A series that started way back in 1987, Police Quest is the least funny Police Academy spin-off there is, which is saying something. Joking aside, the series continued for a while with Sierra making adventure games (as they often did) not too dissimilar to everything else of the time. It wasn’t until Police Quest: SWAT 2 that the perspective changed to an isometric real-time tactics title, with the following year’s SWAT 3: Close Quarters Battle becoming a first-person title. We’ve all played a Rainbow Six game or even SOCOM: Navy Seals, both of which are behind me right now.

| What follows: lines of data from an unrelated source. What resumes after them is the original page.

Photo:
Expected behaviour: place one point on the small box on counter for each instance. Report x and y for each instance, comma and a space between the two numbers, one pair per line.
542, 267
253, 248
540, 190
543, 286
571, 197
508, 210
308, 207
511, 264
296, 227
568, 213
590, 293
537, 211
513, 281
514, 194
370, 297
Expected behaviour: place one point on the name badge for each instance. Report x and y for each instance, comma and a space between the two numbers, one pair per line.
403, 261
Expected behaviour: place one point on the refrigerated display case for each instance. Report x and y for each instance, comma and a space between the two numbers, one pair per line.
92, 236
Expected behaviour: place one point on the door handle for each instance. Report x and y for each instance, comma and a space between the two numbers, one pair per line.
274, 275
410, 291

The last release in the series (that wasn’t for a handheld device) was 2005/2006’s SWAT 4, a fully 3D first-person real-time tactics shooter that puts you into the shoes of a SWAT leader. In recent years we’ve had Door Kickers and No Plan B, as well as a couple of online-focused titles like Ground Branch, Ready or Not, and of course, the xenophobic Six Days in Fallujah. Single-player titles focus on isometric or top-down perspectives. That focus is fine but I sometimes get that hankering for something direct. Rogue Spear isn’t looking any prettier, though few of us are.
With that in mind, I went back to the Gold Edition available through GOG and commanded my teams of two through suspected weapons dealings, gang shoot-outs, the plots of a thriller probably written by Stephen King or James Patterson, and robberies gone wrong. I’m including the slightly maligned expansion pack due to an interesting connection. The main game was written by Sara Verrilli, and she put in overtime. However, a year before writing and directing Bioshock, Ken Levine directed the Stetchkov Syndicate expansion. Between his two most successful games, Freedom Force Vs the Third Reich and Bioshock, he helmed an expansion for a game you’ve all forgotten about.

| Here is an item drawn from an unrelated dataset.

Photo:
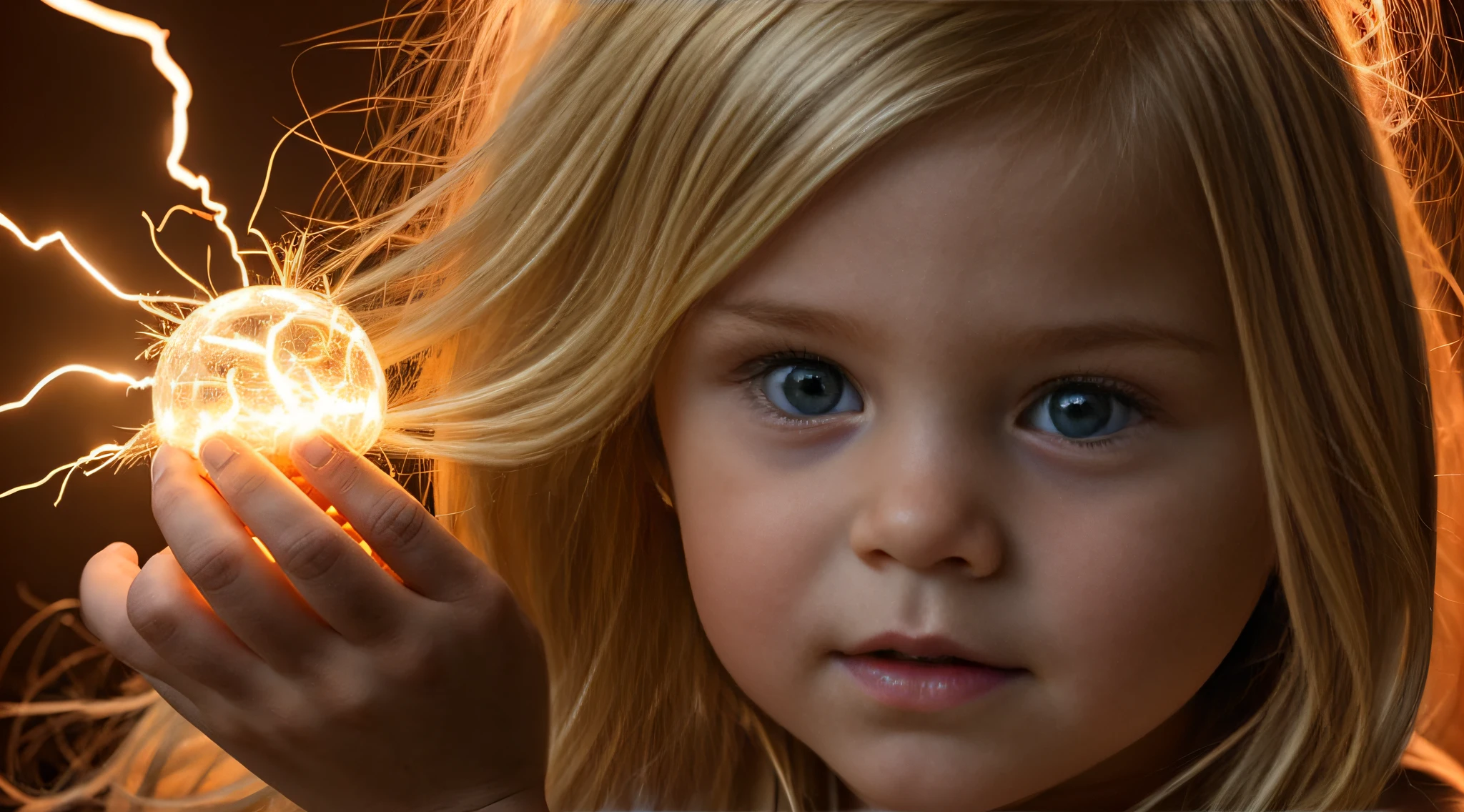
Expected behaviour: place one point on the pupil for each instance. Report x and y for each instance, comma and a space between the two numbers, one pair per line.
813, 390
1079, 413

Being nearly 20 years old and old enough to be put in prison/be killed by excessive force, it is fair to say SWAT 4 might be a little bit dated by now. Beyond changing the .ini files or modding, you’ll have a lot of fun running the 9th game in the series in a reasonable 1080P, though oddly enough controller support is available. It should also be said that movement natively feels slow. Quick swift movement isn’t the focus, it was an attempt at realism mixed with the focus on careful steps in an active threat. Match that with the closing moments of a level being a game of cat and mouse with whatever objective and it is slow and frustrating.
Emblematic of the 2000s gunplay, an automatic weapon is wild to control on burst fire. Additionally, flashbangs blow out your eyeballs with blinding white followed by common dizziness, and everything is slow and purposeful. In the training, it is said that swapping for your secondary once your primary’s clip is done is best. I’m not boring enough to time it down to the picoseconds, but generally, they feel similar. Gripes aside, it was a stable platform to stick with back then for a reason, though it could have made the guns sound like at least something more than spitwads hitting a wet paper bag.
The missions, the setup, and how difficulty is scored are actually where I think SWAT 4 stands out against its modern counterparts. The first four missions provide enough variety: An assault on a Chinese restaurant with backroom gun-making and multiple murders, breaching Josef Fritzl’s house, an armed robbery gone wrong at a gas station, and a gang shoot-out in a nightclub. With 13 missions in total for the main title, there is enough to play a few hours on its own, though it is important to pay attention to the setup of each level.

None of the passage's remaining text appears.